Wetenschap
Genpromotors bepalen hoe de transcriptiemachinerie aan het einde van het gen wordt gestopt. Krediet:Friedrich Miescher Instituut voor biomedisch onderzoek
Helge Grosshans en zijn groep aan het Friedrich Miescher Instituut voor Biomedisch Onderzoek (FMI) hebben twee verschillende manieren van transcriptiebeëindiging geïdentificeerd - één afhankelijk van, en een onafhankelijk van, het sterk geconserveerde exoribonuclease XRN2. In een vruchtbare samenwerking tussen wet-lab en computationele biologen, ze ontdekten dat de promotor van een gen het mechanisme voor de beëindiging van de transcriptie bepaalt.
Wanneer genetische informatie wordt getranscribeerd van DNA naar RNA, het is niet alleen belangrijk waar het proces begint, maar ook waar het stopt. Falen van beëindiging veroorzaakt "readthrough" in aangrenzende genen, hun regulering verstoren of verspillende en mogelijk schadelijke fusietranscripten genereren. Maar, zoals FMI-groepsleider Helge Grosshans opmerkt, "Transcriptiebeëindiging is grotendeels een zwarte doos geweest; afgezien van een opkomende consensus over het belang van een eiwit dat bekend staat als exoribonuclease 2 (XRN2), was er weinig bekend over relevante factoren en mechanismen."
Grosshans en zijn groep hebben nu in meer detail gekeken naar transcriptieterminatie bij de rondworm Caenorhabditis elegans. Hun bevindingen zijn gepubliceerd in het tijdschrift Genen en ontwikkeling .

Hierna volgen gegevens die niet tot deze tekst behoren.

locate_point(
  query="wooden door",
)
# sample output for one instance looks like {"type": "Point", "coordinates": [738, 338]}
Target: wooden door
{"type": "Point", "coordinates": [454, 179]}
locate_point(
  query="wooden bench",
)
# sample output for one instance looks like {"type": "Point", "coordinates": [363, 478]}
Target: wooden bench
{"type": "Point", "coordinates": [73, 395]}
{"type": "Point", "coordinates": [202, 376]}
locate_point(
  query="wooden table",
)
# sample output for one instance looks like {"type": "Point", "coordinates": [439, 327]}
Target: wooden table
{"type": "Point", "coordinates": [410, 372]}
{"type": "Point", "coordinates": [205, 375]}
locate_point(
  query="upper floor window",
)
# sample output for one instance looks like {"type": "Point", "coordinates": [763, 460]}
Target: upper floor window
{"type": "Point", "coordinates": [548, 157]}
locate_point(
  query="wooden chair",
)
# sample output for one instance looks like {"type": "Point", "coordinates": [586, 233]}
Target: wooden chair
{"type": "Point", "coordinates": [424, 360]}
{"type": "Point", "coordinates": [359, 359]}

In hun studie hebben de wetenschappers onderzochten de effecten van het inactiveren van XRN2. Ze ontdekten dat transcriptie niet kon worden beëindigd aan de uiteinden van veel genen - zoals verwacht. Onverwacht, echter, voor veel andere genen, beëindiging gebeurde normaal. Grosshans merkt op:"Onze resultaten laten zien dat sommige genen XRN2 nodig hebben voor beëindiging, terwijl anderen dat niet doen. In feite, transcriptie van de laatste lijkt ongevoelig voor terminatie door XRN2-activiteit."
Verdere analyse van de twee klassen van genen onthulde dat de wijze van terminatie werd gespecificeerd door genpromotors. Grosshans legt uit:"Dit was een grote verrassing. Promoters bevinden zich naast de transcriptionele startplaats, bepalen wanneer en waar transcriptie begint, terwijl beëindiging plaatsvindt aan het uiteinde van een gen. We hadden verwacht factoren te vinden die de wijze van beëindiging bepalen in de buurt van de plaats van beëindiging zelf; in plaats daarvan, het vermogen van XRN2 om transcriptie te beëindigen was al gespecificeerd door de promotor."
Op basis van deze observatie en het feit dat XRN2 bindt aan beide klassen van genen - degenen die het nodig hebben voor terminatie en degenen die dat niet doen - stellen de wetenschappers twee werkingsmodi voor transcriptieterminatie voor. In de eerste modus, de interactie van XRN2 met de transcriptiemachinerie aan het einde van een gen scheidt deze machinerie van het DNA, het afschrift vrijgeven. In de seconde, de transcriptiemachines kunnen verschillen in samenstelling of configuratie, voorkomen dat XRN2 zijn interactie met DNA verstoort. Beëindiging is dan het gevolg van andere moleculaire processen.
Grosshans concludeert:"Onze bevindingen zijn een eerste stap naar een beter begrip van transcriptieterminatie. Een belangrijke vraag die nu moet worden beantwoord, is welke factoren XRN2-onafhankelijke terminatie aandrijven."